A nondaily intercourse-based dosing protocol for Truvada (tenofovir disoproxil fumarate/emtricitabine) as pre-exposure prophylaxis (PrEP) appears highly effective at preventing HIV among men who have sex with men (MSM).
A new analysis of a placebo-based trial of the dosing protocol (also known as on-demand PrEP) helps address concerns about the protocol’s effectiveness among individuals who have sex relatively infrequently and therefore do not maintain at least a moderate level of Truvada in the bloodstream. Statistical analyses of Truvada have suggested that four to six doses per week confer maximum, or near-maximum, protection against the virus.
Guillemette Antoni, MD, PhD, of the Institut national de la santé et de la recherche médicale (Inserm) in Paris, presented this new analysis at the 9th International AIDS Society Conference on HIV Science in Paris (IAS 2017).
In 2012, the IPERGAY study began recruiting high-risk French and Canadian MSM and randomly assigned them to receive Truvada or a placebo. After the placebo phase ended, the men were invited to participate in a subsequent open-label phase, during which everyone knew they were receiving Truvada.
The new analysis concerned 361 participants in the placebo phase of the study.
From the start of the study, the men were instructed to take two doses between 24 and two hours before intercourse (or one pill, if the most recent dose was taken between one and six days before) and then, if intercourse occurred, to take one dose every 24 hours after that first dose, until they had taken two pills since the last time they had anal sex.
The men made study visits once monthly for the first two months of the study and then switched to every other moth. They returned their pill bottles at each visit so the investigators could count the number left over.
In 2015, researchers reported data on 414 members of the study. Two members of the Truvada arm contracted HIV during 219 cumulative years of follow-up, for an infection rate of 0.91 percent per year. Fourteen members of the placebo arm contracted the virus during 212 cumulative years of follow-up, for an infection rate of 6.6 percent per year. The researchers therefore found that the dosing protocol was associated with an impressive 86 percent reduction in HIV risk in the group that received Truvada. (By contrast, the placebo-controlled 2010 iPrEx trial saw only a 44 percent HIV risk reduction among the group that received Truvada compared with the group that received a placebo.)
The actual cause of this risk reduction remained unclear, on account of the fact that the IPERGAY participants took a relatively high number of pills per month—a median of 15 tablets, or about four per week. (They engaged in a median 10 sex acts monthly.) No one in any of the previous clinical trials of daily PrEP who was apparently taking four or more tablets per week contracted HIV. So in IPERGAY, were the particulars of the dosing schedule itself responsible for the considerable HIV risk reduction, or was it just the overall frequency of pill taking?
In order to answer this question, the investigators conducted a new analysis, looking at periods between two consecutive study visits when participants in the placebo phase of the study reported using 15 or fewer tablets of Truvada per month and also reported using intercourse-based PrEP “systematically or often” for acts of sexual intercourse, as opposed to “from time to time or never.” The investigators pooled together the participants’ follow-up time that hewed to this pattern of reported pill use.
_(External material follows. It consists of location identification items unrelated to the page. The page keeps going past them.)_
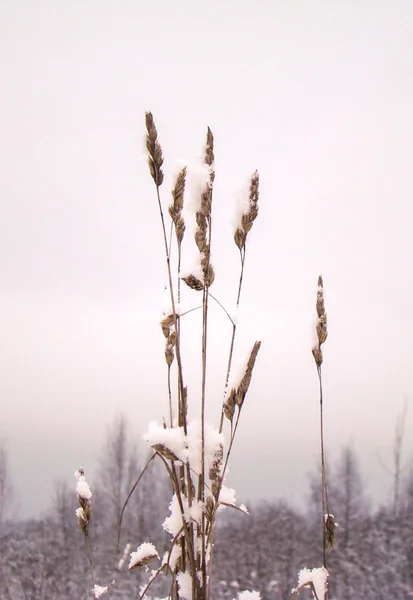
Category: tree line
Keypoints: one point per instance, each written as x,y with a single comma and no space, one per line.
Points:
45,559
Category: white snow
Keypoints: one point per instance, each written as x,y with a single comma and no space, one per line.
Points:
185,585
99,590
196,510
239,366
172,438
144,551
173,523
173,557
82,487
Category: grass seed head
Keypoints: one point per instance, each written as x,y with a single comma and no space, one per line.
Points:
194,283
153,147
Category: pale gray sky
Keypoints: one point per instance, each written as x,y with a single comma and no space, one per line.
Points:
317,95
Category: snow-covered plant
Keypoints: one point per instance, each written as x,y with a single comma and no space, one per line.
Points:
316,579
193,452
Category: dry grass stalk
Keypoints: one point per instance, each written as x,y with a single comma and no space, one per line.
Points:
328,524
192,545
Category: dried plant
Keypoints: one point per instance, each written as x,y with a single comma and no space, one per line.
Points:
328,523
197,482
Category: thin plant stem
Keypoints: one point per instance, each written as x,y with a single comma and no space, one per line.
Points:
130,494
324,499
234,331
89,556
223,308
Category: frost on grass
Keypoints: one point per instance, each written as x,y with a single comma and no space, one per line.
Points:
185,585
242,204
318,577
173,523
124,558
82,487
99,590
249,595
197,178
145,553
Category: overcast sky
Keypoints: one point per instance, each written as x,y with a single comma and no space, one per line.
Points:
317,95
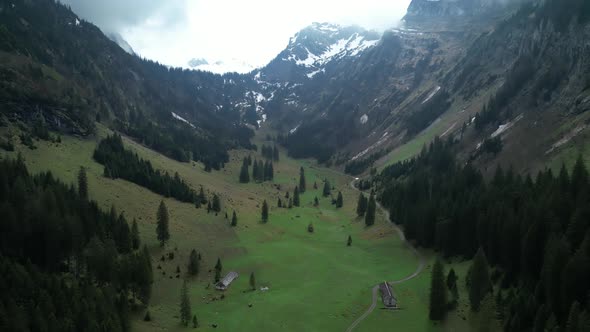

Six participants who reported such pill-taking patterns contracted HIV during such periods. All six infections were in the placebo arm, which included 64.8 cumulative years of follow-up, amounting to an infection rate of 9.3 percent per year. The zero infections among those in the Truvada arm occurred during 68.9 cumulative years of follow-up. This meant that the dosing protocol was associated with a 100 percent risk reduction. However, because of the relatively small amount of follow-up time in this analysis, the researchers could state with certainty only that the actual risk reduction was between 39 and 100 percent.
During these follow-up periods, participants reported a median five acts of sexual intercourse per month (the 25th to 75th percentile range was two to 10 acts) and a median of 9.5 tablets per month (with a 25th to 75th percentile range of 6 to 13).
The researchers further restricted the analysis to periods when the participants reported at least one condomless sex act and found similar results: six infections during 48.8 cumulative years of follow-up in the placebo arm, for an infection rate of 12.3 percent per year; and zero infections during 54.3 cumulative years of follow-up in the Truvada arm.
Researchers concluded that intercourse-based PrEP remains highly effective in MSM having infrequent sexual intercourse.
“Can I say ‘Bravo’—that’s brilliant,” said Sheena McCormack, MSc, FRCP, a professor of clinical epidemiology at University College London after Antoni presented her data at the IAS meeting. McCormack is the chief investigator of the pivotal PROUD study of daily PrEP among high-risk MSM in the United Kingdom.